Quantitative real time RT-PCR

Total RNA was isolated as mentioned above. cDNA was generated using Primescript reverse transcriptase (Takara Bio, Mountain View, CA). 150 ng of cDNA samples were amplified using gene specific primers and SYBR Premix Ex Taq (Takara Bio) in Lightcycler 480 (Roche Molecular Diagnostics, Pleasanton, CA). Fold changes between the samples were calculated using ΔΔ Cp values with GAPDH serving as internal control. Average fold changes from a minimum of three independent experiments were graphically represented. Primer sequences used in the reactions are listed in Supplementary Table S10. Oligos for CDH1, VIM and GAPDH quantification were described previously24.

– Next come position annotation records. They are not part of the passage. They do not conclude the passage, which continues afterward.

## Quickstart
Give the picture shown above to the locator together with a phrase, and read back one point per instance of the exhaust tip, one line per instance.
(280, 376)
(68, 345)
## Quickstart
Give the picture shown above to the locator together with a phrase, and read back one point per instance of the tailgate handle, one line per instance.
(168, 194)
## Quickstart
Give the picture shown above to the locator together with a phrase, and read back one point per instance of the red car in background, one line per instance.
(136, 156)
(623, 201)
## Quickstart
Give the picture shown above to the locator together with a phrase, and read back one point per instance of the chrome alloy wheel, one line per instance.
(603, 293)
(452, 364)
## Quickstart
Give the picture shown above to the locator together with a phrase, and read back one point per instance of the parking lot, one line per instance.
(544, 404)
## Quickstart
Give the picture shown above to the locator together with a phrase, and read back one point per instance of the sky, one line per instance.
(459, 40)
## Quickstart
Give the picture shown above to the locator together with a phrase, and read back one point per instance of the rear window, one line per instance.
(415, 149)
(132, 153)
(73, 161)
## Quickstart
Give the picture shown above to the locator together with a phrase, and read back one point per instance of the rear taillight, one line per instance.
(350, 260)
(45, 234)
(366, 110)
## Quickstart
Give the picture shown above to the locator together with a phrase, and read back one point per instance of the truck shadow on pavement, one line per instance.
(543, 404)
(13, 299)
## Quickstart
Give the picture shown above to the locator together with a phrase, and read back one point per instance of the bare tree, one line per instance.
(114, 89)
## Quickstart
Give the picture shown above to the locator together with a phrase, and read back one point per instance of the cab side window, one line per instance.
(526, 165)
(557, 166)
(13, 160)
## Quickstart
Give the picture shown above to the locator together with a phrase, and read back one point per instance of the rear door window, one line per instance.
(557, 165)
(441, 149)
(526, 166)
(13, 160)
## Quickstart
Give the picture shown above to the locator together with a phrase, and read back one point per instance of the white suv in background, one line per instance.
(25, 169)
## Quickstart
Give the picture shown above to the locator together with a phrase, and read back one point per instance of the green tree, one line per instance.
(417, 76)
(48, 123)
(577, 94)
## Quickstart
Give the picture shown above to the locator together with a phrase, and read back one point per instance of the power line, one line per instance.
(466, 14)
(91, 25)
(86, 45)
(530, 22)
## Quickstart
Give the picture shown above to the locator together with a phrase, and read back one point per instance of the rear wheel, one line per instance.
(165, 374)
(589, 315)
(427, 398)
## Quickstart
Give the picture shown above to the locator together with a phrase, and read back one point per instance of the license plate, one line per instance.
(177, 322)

Immunobloting and analysis

Cultured cells were harvested, washed and lysed with NP-40 lysis buffer24. Equal quantities of proteins from lysates were electrophoretically resolved in SDS-PAGE, transferred onto 0.45 µ PVDF membrane and immunobloted as described elsewhere24. Densitometric analyses of the bands were performed using ImageJ software.

Luciferase assays

Cells were grown to 70% confluency at which point they were transfected with luciferase vectors using Lipofectamine 2000 (Thermo Fisher Scientific). Cells were harvested at 30 hrs post-transfection and luciferase assay was performed using dual luciferase reagent (Promega, Fitchburg, WI) according to the manufacturer’s protocol. M50 Super 8x TOP Flash was a gift from Randall Moon49 (Addgene #12456). NF-κB-luciferase reporter plasmid was gifted by Dr. Ghanshyam Swarup50. SBE4-luc was gift from Bert Vogelstein51 (Addgene plasmid # 16495). pCMV-Rluc plasmid with Rluc under CMV promoter was used for normalization52.

Statistical significance

Experimental results are represented as Mean ± SEM of a minimum three independent experiments. For P-value calculation, paired-end, two-tailed, t-test was performed. *, ** and *** indicate P-values < 0.05, < 0.005 and < 0.0005 respectively.